Kapil Dave, TNN Apr 4, 2013, 03.56AM IST
GANDHINAGAR:
Gujarat government has come in for major criticism from the
Comptroller and Auditor General (CAG) of India over serious lapses in
its management of public land. In its report tabled in the assembly
on Tuesday, the CAG suggested immediate law and policy corrections to
prevent a loss of hundreds of crores to the public exchequer every
year and rooting out large-scale corruption.
In
its major audit observations in a few select cases, the
CAG pointed
that due to illegal practices of revenue department officials, the
government has lost more than Rs 747 crore in just one year.
Lack
of uniformity and transparency in allotment
The
CAG report clearly says that its scrutiny of land allotment records
during 2006-11 revealed that no orders or instructions were issued by
the revenue department for determining qualifications of allottees or
for inviting applications. Instead, allotments were considered in
respect of only those who applied.
"The
prices were fixed by various committees; the norms prescribed for
fixing the price of land were found to be unrealistic in some cases.

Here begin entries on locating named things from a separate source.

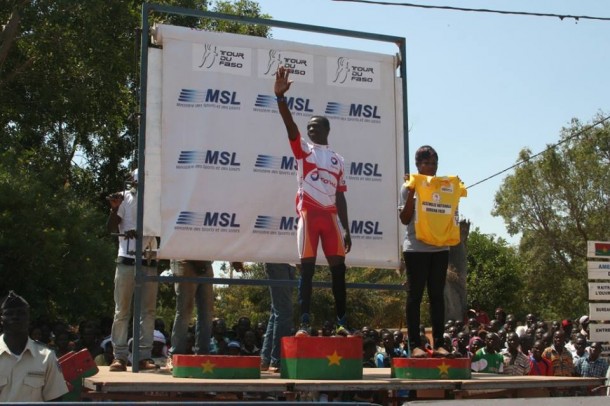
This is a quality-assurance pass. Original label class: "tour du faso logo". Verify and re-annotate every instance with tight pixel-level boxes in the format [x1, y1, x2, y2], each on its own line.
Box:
[198, 44, 218, 69]
[333, 56, 351, 83]
[327, 56, 380, 89]
[258, 49, 313, 83]
[193, 43, 252, 75]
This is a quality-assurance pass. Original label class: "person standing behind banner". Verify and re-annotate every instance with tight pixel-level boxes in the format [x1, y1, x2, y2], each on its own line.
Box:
[108, 169, 159, 372]
[169, 260, 214, 356]
[399, 145, 466, 358]
[0, 290, 68, 403]
[261, 263, 295, 372]
[274, 66, 352, 336]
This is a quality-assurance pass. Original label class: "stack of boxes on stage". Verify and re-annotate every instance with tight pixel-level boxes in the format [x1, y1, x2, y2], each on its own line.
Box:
[58, 349, 99, 401]
[172, 355, 261, 379]
[587, 241, 610, 357]
[281, 337, 362, 380]
[391, 358, 472, 379]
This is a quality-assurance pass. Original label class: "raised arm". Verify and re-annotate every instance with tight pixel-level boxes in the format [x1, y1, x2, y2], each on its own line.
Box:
[273, 65, 299, 141]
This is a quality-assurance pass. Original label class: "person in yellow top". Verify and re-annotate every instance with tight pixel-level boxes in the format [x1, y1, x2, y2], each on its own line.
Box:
[400, 145, 465, 358]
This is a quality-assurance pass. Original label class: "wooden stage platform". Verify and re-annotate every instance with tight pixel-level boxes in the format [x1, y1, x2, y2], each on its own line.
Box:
[83, 367, 605, 404]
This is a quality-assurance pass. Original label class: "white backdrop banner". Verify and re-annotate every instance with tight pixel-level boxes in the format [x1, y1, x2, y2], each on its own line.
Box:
[145, 25, 403, 268]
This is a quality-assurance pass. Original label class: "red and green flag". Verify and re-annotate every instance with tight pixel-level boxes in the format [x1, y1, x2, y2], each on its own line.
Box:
[392, 358, 472, 379]
[281, 337, 362, 380]
[595, 242, 610, 257]
[172, 355, 261, 379]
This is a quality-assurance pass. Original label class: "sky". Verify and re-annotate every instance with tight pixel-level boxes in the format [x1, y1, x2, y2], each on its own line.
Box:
[253, 0, 610, 244]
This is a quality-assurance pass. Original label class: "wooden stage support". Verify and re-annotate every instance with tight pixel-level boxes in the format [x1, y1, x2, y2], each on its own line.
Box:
[83, 367, 605, 404]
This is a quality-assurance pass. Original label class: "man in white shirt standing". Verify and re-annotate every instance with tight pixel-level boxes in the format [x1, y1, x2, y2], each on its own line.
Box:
[0, 291, 68, 403]
[108, 169, 159, 372]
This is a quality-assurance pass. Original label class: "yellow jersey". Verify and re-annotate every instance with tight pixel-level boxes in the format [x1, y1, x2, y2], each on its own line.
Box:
[405, 174, 468, 247]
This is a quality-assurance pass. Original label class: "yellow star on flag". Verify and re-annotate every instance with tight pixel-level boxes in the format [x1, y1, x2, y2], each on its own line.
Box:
[201, 359, 216, 374]
[326, 350, 343, 366]
[437, 361, 450, 375]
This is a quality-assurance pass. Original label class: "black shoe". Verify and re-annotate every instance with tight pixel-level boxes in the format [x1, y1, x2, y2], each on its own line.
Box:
[294, 323, 311, 337]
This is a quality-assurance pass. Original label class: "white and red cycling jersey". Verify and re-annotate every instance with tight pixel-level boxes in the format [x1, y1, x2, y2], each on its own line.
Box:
[290, 134, 347, 213]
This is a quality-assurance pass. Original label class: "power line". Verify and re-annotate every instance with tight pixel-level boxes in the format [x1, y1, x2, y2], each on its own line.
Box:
[333, 0, 610, 22]
[466, 116, 610, 189]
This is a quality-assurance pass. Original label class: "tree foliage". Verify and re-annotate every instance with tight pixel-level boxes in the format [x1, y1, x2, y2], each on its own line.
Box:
[0, 0, 269, 321]
[494, 115, 610, 318]
[467, 228, 523, 315]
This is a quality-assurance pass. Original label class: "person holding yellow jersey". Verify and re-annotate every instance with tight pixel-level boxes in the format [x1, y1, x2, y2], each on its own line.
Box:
[400, 145, 466, 358]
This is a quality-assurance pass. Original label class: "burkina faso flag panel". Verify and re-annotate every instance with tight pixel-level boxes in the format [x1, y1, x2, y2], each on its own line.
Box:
[281, 337, 362, 380]
[595, 242, 610, 257]
[392, 358, 472, 379]
[172, 355, 261, 379]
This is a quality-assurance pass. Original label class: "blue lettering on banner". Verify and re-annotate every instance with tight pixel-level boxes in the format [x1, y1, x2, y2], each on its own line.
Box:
[350, 220, 383, 239]
[205, 89, 241, 106]
[349, 104, 381, 118]
[254, 94, 313, 113]
[324, 102, 381, 123]
[254, 154, 297, 175]
[203, 211, 239, 228]
[286, 97, 313, 113]
[254, 215, 299, 231]
[178, 150, 241, 170]
[280, 156, 297, 171]
[349, 162, 381, 177]
[204, 150, 241, 166]
[280, 216, 299, 230]
[178, 89, 241, 106]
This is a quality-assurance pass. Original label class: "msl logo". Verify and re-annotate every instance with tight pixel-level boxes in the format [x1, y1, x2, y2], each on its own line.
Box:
[254, 154, 297, 171]
[254, 94, 313, 113]
[252, 215, 299, 235]
[178, 149, 241, 168]
[349, 162, 382, 178]
[178, 89, 241, 106]
[176, 211, 240, 231]
[324, 102, 381, 120]
[349, 220, 383, 240]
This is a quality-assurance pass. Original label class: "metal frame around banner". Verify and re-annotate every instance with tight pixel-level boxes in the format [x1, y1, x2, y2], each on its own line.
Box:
[132, 3, 409, 372]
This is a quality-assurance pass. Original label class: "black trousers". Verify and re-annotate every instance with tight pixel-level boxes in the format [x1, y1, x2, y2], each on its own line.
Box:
[403, 250, 449, 349]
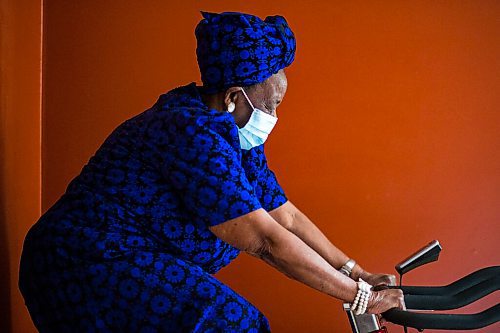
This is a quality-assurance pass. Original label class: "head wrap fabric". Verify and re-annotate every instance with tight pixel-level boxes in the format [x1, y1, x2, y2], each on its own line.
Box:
[195, 11, 296, 93]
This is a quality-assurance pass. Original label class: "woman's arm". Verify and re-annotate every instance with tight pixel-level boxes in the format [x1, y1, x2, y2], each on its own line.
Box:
[269, 201, 395, 285]
[210, 209, 403, 311]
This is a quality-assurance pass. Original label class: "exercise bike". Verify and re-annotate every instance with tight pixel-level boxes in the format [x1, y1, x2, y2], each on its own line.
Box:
[343, 240, 500, 333]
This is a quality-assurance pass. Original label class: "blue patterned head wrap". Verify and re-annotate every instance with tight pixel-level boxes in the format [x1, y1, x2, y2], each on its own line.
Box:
[195, 11, 296, 93]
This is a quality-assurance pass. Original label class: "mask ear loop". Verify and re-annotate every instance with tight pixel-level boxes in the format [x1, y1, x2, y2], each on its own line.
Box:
[241, 88, 255, 110]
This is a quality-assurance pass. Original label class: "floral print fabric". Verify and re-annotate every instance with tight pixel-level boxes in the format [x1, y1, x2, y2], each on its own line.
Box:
[19, 82, 287, 332]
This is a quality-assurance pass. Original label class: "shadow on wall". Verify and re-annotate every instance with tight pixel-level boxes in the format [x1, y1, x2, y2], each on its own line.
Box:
[0, 134, 11, 332]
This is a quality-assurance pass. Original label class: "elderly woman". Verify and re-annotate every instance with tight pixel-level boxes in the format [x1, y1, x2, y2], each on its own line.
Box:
[19, 12, 404, 332]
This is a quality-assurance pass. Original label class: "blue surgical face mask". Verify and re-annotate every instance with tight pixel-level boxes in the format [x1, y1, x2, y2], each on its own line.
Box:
[238, 88, 278, 150]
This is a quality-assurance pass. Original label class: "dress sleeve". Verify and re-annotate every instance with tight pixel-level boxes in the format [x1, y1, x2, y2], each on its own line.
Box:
[254, 145, 288, 211]
[162, 122, 262, 226]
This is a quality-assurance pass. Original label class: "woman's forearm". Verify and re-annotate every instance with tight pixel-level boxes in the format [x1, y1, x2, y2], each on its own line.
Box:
[251, 224, 357, 302]
[275, 203, 366, 280]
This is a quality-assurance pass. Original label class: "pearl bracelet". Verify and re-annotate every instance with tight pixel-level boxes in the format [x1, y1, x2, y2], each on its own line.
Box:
[351, 278, 372, 316]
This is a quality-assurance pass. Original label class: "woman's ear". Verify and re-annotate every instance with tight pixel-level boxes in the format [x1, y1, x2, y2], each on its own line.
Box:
[224, 87, 241, 110]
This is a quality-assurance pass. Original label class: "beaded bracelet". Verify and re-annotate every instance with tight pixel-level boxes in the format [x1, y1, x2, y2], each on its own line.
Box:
[351, 278, 372, 316]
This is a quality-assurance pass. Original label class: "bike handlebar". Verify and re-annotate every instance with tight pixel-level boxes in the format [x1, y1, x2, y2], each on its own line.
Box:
[382, 304, 500, 330]
[404, 276, 500, 310]
[398, 266, 500, 296]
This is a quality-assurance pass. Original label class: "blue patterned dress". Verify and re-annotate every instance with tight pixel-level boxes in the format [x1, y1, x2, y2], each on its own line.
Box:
[19, 82, 287, 332]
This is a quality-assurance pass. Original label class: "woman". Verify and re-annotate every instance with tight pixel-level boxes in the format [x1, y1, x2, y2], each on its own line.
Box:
[19, 12, 404, 332]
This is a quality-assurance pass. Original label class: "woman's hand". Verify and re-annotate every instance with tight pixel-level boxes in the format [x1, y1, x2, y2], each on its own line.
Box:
[366, 289, 406, 314]
[361, 273, 396, 287]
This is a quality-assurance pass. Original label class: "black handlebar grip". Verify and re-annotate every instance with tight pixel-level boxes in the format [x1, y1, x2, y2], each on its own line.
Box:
[405, 276, 500, 310]
[382, 304, 500, 330]
[400, 266, 500, 296]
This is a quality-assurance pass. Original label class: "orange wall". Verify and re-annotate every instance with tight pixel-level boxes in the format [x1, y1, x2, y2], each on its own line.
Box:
[14, 0, 500, 332]
[0, 0, 42, 333]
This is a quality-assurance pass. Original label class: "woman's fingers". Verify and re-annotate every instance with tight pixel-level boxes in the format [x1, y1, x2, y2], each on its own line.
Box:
[367, 289, 406, 314]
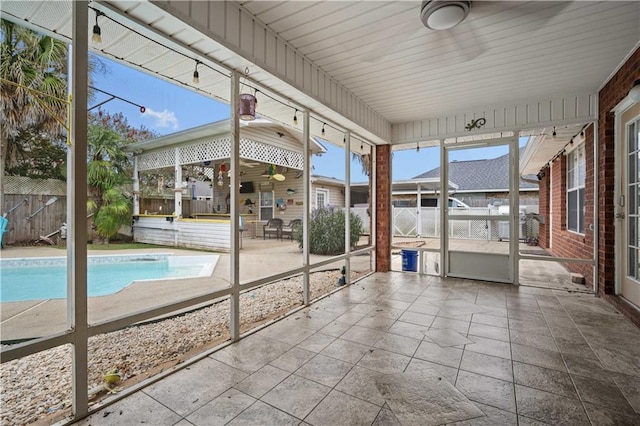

It was also observed that these norms were not adhered to in some
cases. Thus, there was no uniformity in fixing prices of lands
alienated," the report says.
Inadequate
maintenance of records
The
prime audit agency in the country held the revenue department
responsible for not having consolidated data of alienated and
un-alienated land, status of the alienation proposals received from
collectors besides approved, rejected and pending cases.
During
a test check of records in the offices of revenue officials in
2011-12, the CAG found under-assessment of tax and other
irregularities worth Rs 183.40 crore in just 136 cases. It pointed
out that actual receipts from 2007-08 to 2010-11 showed an increasing
trend while it declined in 2011-12 by 17.42% over the previous year.
Short
recovery of occupancy price
The
CAG report has pointed towards undervaluation of government land due
to incorrect computation of market value of land and non-recovery of
additional market value for allotment of grazing land that resulted
in short recovery of occupancy price of Rs 36.49 crore in 29 cases.
The
report says Larsen & Toubro Limited was allotted government land
for the manufacture of super critical steam generators and a forging
shop for the nuclear power plant. The price of the land was fixed by
DLVC instead of SLVC rates, which resulted in revenue losses of Rs
128.71 crore. It also says that allotment of land at concessional
prices to two ineligible trusts resulted in undue benefits to them
and subsequent short recovery of occupancy price by Rs 25.05 crore.
The
CAG report points, "The delay in regularization of encroached
government land coupled with levy of ad-hoc penalty at lesser rates
in the case of Essar Steel Company Ltd. resulted in short recovery of
Rs 238.50 crore."
"Government
land was not utilized for the purpose it was allotted for, and
conditions of allotment were breached in five cases. The departmental
officials either failed to detect the cases or did not take
corrective actions to vacate the land," the report says.